At the end of every season, frustrated fans of teams such as the Chicago Cubs feel like giving up on their franchise. They feel as though they simply cannot bear the pain of supporting such an awful team for another year. But the next season, when springtime rolls around, they find themselves right back in the stands cheering for their team and hoping once more that this might be their year. When it comes down to it, they simply cannot bring themselves to root for someone else. They grew up as fans of the team and they will probably always root for their team, because it is part of who they are. When they don their sweat-stained Cubs cap, they feel a connection to their family, their community, and the generations of Cubs fans who suffered before them. When the team occasionally wins a game, it feels like a personal victory, and when they lose a game, it feels like a personal loss. The team's embarrassments are their embarrassments, and when they discuss sports with others, they refer to the team as “we,” as in “We lost again.”
Readers familiar with identity research may recognize these attributes. To refer to one's group as “we,” to feel wins and losses for one's group as wins and losses for the self, and to experience group embarrassments as personal embarrassments are all tell-tale signs of social identification (Greene, 1999).
In other words, part of a fan's identity is wrapped up in his or her sense of association with the team. Even if fans evaluate rival teams more positively than their own, their team identity is part of who they are, for better or worse.
Like identification with a sports team, identification with a political party entails much more than being fond of or agreeing with a party. It means seeing one's self as a Republican or a Democrat. Although the concepts of attitude and identity are often used interchangeably in the political science literature, attitudes toward parties are nonetheless conceptually distinct from identification with a party (Green, Palmquist, & Schickler, 2002; Groenendyk, 2012; Rosema, 2006). Whereas attitudes are evaluative in nature (Eagly & Chaiken, 1993), identities are rooted in self-conceptualization (Monroe, Hankin, & Vechten, 2000).1 In short, an important distinction exists between liking and being. In fact, this was the reason for conceptualizing partisanship as an identity in the first place (see Campbell, Converse, Miller, & Stokes, 1960; Campbell, Gurin, & Miller, 1954).
I n characterizing the relation of individual to party as a psychological identification we invoke a concept that has played an important if somewhat varied role in psychological theories of the relation of individual to individual or of individual to group. We use the concept here to characterize the individual's affective orientation to an important group object in his environment.... We have not measured party attachments in terms of the vote or evaluation of partisan issues because we are interested in exploring the influence of party identification on voting behavior and its immediate determinants.
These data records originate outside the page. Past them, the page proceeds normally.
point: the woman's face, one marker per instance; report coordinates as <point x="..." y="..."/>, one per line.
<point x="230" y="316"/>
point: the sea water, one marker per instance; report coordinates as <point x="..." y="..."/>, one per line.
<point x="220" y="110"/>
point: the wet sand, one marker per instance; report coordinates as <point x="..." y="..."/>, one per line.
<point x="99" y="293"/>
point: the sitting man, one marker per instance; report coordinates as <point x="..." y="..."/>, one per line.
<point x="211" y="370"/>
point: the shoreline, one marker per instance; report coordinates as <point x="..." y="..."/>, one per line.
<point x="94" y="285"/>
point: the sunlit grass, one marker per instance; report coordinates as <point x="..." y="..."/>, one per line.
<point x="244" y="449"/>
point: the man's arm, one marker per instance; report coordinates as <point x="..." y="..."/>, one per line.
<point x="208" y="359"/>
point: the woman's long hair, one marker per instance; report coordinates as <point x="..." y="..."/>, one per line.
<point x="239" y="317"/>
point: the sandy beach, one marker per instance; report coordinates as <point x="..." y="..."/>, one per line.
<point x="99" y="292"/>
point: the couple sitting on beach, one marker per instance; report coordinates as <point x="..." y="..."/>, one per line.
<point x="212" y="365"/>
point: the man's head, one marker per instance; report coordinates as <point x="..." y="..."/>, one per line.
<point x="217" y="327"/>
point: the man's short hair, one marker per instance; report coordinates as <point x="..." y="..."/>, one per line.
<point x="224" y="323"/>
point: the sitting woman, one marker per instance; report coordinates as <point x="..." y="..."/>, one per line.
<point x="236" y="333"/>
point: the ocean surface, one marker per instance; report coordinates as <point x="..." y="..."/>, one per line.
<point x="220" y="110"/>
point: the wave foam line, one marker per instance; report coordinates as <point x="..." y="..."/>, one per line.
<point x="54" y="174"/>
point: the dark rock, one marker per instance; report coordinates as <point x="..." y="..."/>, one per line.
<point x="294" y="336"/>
When an independent measure of party identification is used it is clear that even strong party adherents at times may think and act in contradiction to their party allegiance (Campbell et al., 1960, pp. 122-123).
The distinction between attitude and identity plays out in important ways as we observe public opinion and political behavior. Being part of one's selfconcept, an identity is something one is motivated to defend. Like our sports team loyalties, we tend to inherit our party identities from our families and our communities, and party images are often interwoven with our understanding of local culture and history. For many years, being a “true Southerner” meant being a Democrat, almost regardless of one's issue positions, and this is only one of numerous examples in which regional, cultural, racial, religious, and occupational identities have become entwined with party identification. Because party identity has such deep roots, change does not come easily. Like
the sports fans described earlier, partisans may find that their political attitudes increasingly conflict with their identity, yet they continue to feel the pull of their party. Whether this pull is sufficient to compel continued loyalty depends on the strength of one's competing motives.